Tommy Robinson says he hired private investigator to get journalist’s details

English Defence League founder Tommy Robinson hired a private investigator to obtain personal details about a journalist whose home he went to unannounced, a court has heard.

Robinson, whose real name is Stephen Yaxley-Lennon, was in court regarding an application for a stalking protection order after he went to the home of Independent home affairs correspondent Lizzie Dearden and her boyfriend, Samuel Partridge.

Westminster Magistrates’ Court heard that Robinson went to Ms Dearden’s home on Sunday January 17 – two days after a request for comment through his solicitors about a story alleging that he misused money donated by his supporters.

Tommy Robinson court case
English Defence League founder Tommy Robinson arriving at Westminster Magistrates’ Court (Stefan Rousseau/PA)

Robinson said he felt “sick” and “scared” and “worried” when he saw the allegations being made, and said they were untrue, adding that they came from an unreliable source.

Giving evidence, Robinson said he attempted to contact a solicitor on the Saturday, adding that he “panicked” as he had until the Monday to respond.

“I contacted a private investigator,” he said.

“And I asked, and said I’d pay, for information to find Lizzie Dearden.”

Asked why he did this, Robinson responded: “Because the email stated if I didn’t respond by Monday morning they would run with the story.”

Robinson told the court he also contacted his “research group which involves many individuals”, adding that he said “find out what you can, everything you can”.

He said the private investigator came back to him on the Sunday with “lots of information” about Ms Dearden, including her address and information about who she lives with.

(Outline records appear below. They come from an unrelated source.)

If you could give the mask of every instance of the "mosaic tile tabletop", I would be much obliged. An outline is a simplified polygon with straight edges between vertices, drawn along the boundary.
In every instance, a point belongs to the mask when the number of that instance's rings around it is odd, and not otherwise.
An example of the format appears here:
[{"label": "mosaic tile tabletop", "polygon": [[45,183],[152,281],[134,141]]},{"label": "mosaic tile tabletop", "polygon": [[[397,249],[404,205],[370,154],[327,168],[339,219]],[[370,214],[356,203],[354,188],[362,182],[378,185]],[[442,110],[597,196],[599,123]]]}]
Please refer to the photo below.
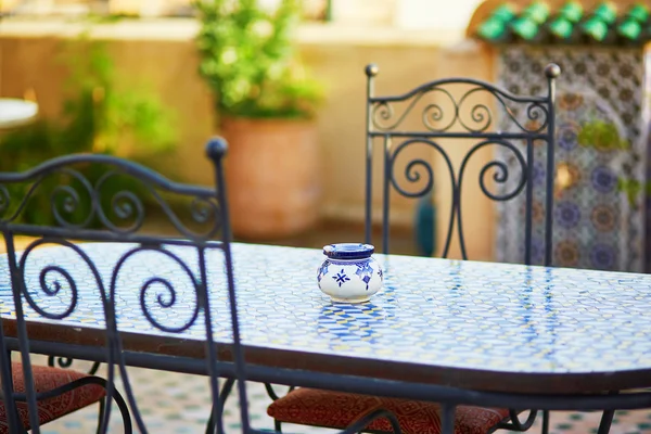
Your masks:
[{"label": "mosaic tile tabletop", "polygon": [[[81,244],[106,288],[129,246]],[[196,272],[196,253],[173,248]],[[234,244],[243,341],[246,345],[333,354],[424,366],[526,373],[585,373],[651,369],[651,276],[521,265],[375,255],[384,288],[369,303],[332,304],[317,286],[318,250]],[[230,323],[220,252],[208,256],[216,340]],[[79,286],[68,322],[101,327],[99,290],[69,248],[34,251],[27,284],[39,306],[63,311],[69,289],[56,296],[39,288],[39,272],[56,264]],[[151,286],[145,303],[154,319],[182,326],[195,307],[190,278],[159,253],[127,260],[117,279],[118,327],[159,333],[145,320],[140,286],[154,276],[178,290]],[[323,277],[328,278],[328,276]],[[51,282],[52,280],[50,280]],[[157,298],[157,297],[161,298]],[[7,265],[0,265],[0,311],[12,315]],[[38,317],[34,311],[33,318]],[[201,320],[188,339],[203,339]],[[518,357],[513,357],[516,348]]]}]

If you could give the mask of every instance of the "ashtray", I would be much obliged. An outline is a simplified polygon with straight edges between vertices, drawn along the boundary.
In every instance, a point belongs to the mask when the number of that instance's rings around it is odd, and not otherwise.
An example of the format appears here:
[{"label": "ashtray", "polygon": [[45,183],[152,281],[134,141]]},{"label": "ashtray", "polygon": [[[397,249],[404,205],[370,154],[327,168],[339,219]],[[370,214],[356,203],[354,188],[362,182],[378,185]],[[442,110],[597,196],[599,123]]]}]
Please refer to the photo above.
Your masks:
[{"label": "ashtray", "polygon": [[317,275],[319,289],[335,303],[363,303],[382,288],[382,268],[371,256],[371,244],[341,243],[323,246],[328,256]]}]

Robinson said he is not allowed access to any social media, and so he films himself, and his plan was to film himself giving Ms Dearden “all of the evidence”.

He said his supporters could then share the footage to show there are “two sides”.

Ryan Dowding, representing the Metropolitan Police, put it to Robinson that his intention was to “intimidate” Ms Dearden and prevent her from publishing stories about him more generally.

Robinson, who claims Ms Dearden has written 220 articles about him since 2018, disagreed.

Ms Dearden gave evidence remotely last week and was asked why she did not wish to go to speak to Robinson when he attended her home.

She told the court: “Because I didn’t know what he was going to do, and, from what I could hear on the intercom and through the street, he sounded very angry and agitated.

“Basically, I was too frightened to go down.”

Mr Dowding has previously told the court that during Robinson’s time outside Ms Dearden’s home there was “shouting about Mr Partridge, claiming he was a paedophile”, adding: “There were then threats to come back every day if he needed to.”

On Thursday, Mr Dowding described the allegation about Mr Partridge as “baseless” and “nonsense”, and put it to Robinson that he knew the allegation was “completely unsubstantiated”.

Robinson said the allegation came in a comment from someone in the “research group” who he described as “an unreliable source”.

Deputy chief magistrate Tan Ikram agreed to impose an interim order in March ahead of the full application for a stalking protection order.

At the time he said he was satisfied that the temporary order was “necessary and proportionate” because the acts were “capable of being associated with stalking” and there was an “ongoing risk”.

Mr Ikram said he will give his judgment on a future date to be fixed.

The interim order will remain in place until October 13, unless it is revoked before that date.